Sir David Bell said: "The event was a wonderful opportunity to celebrate our special relationship with the University of Hiroshima in Japan. To the best of our knowledge we were the only British university, alongside a small number of American universities, including Princeton, to answer the call of support for the peace library. The manga comics and the tiles were donated to the University both in thanks and in the hope that they would represent a world free of war and nuclear weapons. They are a clear message of peace rather than simply of commemoration."
The symposium was organised by Dr Mara Oliva and Dr Jacqui Turner from the University of Reading's Department of History, in partnership with the University Archivist Guy Baxter.
Dr Mara Oliva, lecturer in Modern American History, said: "The destruction of the Japanese cities of Hiroshima and Nagasaki by American atomic weapons in August 1945 began an arms race between the US and the Soviet Union that lasted until 1990. An entire generation grew up under the shadow of imminent catastrophe and there were widespread fears that humanity could not survive. A single reckless leader, or even a mistake or misunderstanding, could initiate the extinction of mankind. Our symposium began answering some important questions that still need further investigation."

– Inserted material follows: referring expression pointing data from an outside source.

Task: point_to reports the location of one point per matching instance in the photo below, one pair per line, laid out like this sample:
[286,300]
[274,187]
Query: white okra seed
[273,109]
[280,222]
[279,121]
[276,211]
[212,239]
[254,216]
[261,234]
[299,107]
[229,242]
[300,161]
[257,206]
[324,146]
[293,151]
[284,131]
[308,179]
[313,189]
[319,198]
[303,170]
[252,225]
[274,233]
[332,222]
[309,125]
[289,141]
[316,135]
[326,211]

Dr Oliva and colleagues at the University's Department of History have issued a Call for Contributions for a new book, Nuclear Weapons in the Cold War that will examine the issues surrounding arguably the most significant period in modern history.
¹The tiles also came with a detailed radiation safety certificate and are now used by the Department of History for teaching and outreach.
Symposium speakers were
Dr Linda Risso, University of Reading, ‘The atomic bomb and public opinion: The limited credibility of NATO's deterrent strategy during the Cold War'
Dr Mara Oliva, University of Reading, ‘The failure of nuclear deterrence: Eisenhower and the Far East'
Professor Patrick Major, University of Reading, ‘Keep Calm and Carry On?: Britain, the Bomb and the BBC' Professor Major will also be introducing a new research project around the surprising discovery of ‘RSG6: Reading's Atomic Citadel' or The Reading War Room of RSG6 (Regional Seat of Government 6), a nuclear bunker situation right here on Whiteknights Campus.